Daniel Barenboim is one of the most highly regarded musicians of our time. Born in Buenos Aires in 1942 the son of Jewish immigrants from Russia, Barenboim has had a spectacular musical career as an orchestra conductor and concert pianist. He has been music director of the Orchestre de Paris and has worked with the Berliner Philharmoniker and the Bayreuth Festival Orchestra, among others. He is currently music director of Berlin’s Staatsoper and the Chicago Symphony Orchestra. In addition to his activities as a pianist and conductor, Barenboim has composed several tangos. Among many other distinctions, he has received the Tolerance Award from the Evangelical Academy of Tutzing (2002) for his efforts to unite Palestinians and Israelis, the Grand Cross of Merit of the Federal Republic of Germany, the Buber-Rosenzweig Medal, the Wolf Prize for the Arts of Jerusalem and the French National Order of the Legion of Honour. On the 12th January, 2008, after a concert in Ramallah, Barenboim accepted honorary Palestinian citizenship, being the first citizen in the world with both Israeli and Palestinian citizenship.
Edward Said
Edward Said was born in Jerusalem in 1935 in the heart of a Christian Arab family. Said was one of the clearest exponents of Palestinian culture. This Palestinian intellectual, writer and essayist lived in New York, where he lectured in Comparative Literature at Columbia University. His body of work embraces vast areas of knowledge, including disciplines such as political analysis, literary criticism and musicology. He also subjected East-West relations –in all their social, cultural, religious and artistic forms– to exhaustive examination. Like other exiles throughout the course of history, Said managed to draw strength from own misfortunes and those of his people and succeeded in fulfilling a challenge, in the words of Juan Goytisolo, that of “transforming destiny into conscience”, thereby “creating works that are above and beyond the chance circumstance of any given political stance because of the heart-felt pleas and selfless inspiration within them”.
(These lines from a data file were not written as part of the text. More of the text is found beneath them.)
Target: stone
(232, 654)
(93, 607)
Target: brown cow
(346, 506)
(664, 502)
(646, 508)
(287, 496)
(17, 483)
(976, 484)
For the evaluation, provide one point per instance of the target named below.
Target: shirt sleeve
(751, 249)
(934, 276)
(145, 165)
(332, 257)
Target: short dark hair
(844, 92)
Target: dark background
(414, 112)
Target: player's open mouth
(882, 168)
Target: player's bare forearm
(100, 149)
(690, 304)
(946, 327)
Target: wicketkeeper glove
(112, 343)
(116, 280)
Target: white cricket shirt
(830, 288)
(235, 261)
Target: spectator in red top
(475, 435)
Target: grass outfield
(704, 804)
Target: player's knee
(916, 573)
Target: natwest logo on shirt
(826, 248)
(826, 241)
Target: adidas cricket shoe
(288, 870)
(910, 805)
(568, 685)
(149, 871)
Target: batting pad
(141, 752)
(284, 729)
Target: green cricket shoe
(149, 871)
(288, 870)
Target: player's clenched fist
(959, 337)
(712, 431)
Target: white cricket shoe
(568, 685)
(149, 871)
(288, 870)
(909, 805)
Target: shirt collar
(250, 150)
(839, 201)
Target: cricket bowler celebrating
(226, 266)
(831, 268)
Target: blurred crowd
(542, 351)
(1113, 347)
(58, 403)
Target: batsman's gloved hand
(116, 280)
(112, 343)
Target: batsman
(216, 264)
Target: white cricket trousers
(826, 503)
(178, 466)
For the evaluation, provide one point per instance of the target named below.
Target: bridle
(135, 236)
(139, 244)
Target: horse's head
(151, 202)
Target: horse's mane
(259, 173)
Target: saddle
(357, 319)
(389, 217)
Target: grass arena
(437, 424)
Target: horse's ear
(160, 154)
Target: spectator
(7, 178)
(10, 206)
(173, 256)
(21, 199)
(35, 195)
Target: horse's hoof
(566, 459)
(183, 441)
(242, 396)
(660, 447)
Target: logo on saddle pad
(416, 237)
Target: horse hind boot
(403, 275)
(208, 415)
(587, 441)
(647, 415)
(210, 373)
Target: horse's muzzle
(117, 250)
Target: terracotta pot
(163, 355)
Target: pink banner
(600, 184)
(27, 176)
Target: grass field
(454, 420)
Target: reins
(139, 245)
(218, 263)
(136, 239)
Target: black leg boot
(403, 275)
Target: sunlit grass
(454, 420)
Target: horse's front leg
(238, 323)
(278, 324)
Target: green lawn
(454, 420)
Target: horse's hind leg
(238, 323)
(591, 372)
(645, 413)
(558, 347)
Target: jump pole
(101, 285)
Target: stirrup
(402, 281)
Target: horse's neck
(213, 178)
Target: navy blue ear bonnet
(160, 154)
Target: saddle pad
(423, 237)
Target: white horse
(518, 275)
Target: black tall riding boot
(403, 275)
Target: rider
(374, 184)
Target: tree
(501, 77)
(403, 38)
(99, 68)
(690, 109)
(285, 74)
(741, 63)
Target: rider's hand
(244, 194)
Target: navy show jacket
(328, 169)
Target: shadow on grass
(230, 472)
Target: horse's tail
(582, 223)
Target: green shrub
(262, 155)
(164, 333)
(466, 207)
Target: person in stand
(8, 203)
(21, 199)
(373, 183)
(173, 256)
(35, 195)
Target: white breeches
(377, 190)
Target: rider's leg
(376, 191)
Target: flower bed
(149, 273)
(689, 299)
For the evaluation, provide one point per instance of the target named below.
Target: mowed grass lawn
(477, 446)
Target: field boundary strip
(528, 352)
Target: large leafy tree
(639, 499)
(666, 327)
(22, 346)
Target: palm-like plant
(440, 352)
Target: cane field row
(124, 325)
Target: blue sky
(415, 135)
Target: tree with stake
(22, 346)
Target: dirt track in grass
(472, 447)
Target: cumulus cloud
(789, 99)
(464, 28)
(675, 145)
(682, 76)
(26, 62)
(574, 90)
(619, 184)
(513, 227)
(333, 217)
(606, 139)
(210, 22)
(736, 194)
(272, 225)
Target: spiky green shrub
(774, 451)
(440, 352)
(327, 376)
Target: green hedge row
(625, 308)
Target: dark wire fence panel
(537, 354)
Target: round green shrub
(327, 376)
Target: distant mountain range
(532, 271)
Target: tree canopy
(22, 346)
In 1992, Said was appointed member of the Forum of Elders of the United Nations Educational, Scientific and Cultural Organization (UNESCO), a group charged with identifying and defining the vital issues for the organization’s current and future work.
In 1999, together with his friend Daniel Barenboim, he founded the West-Eastern Divan Orchestra, an initiative that each summer brings together a group of budding talents from Israel and the Arab countries.
Edward Said died in New York on 25th September, 2003, at the age of 67.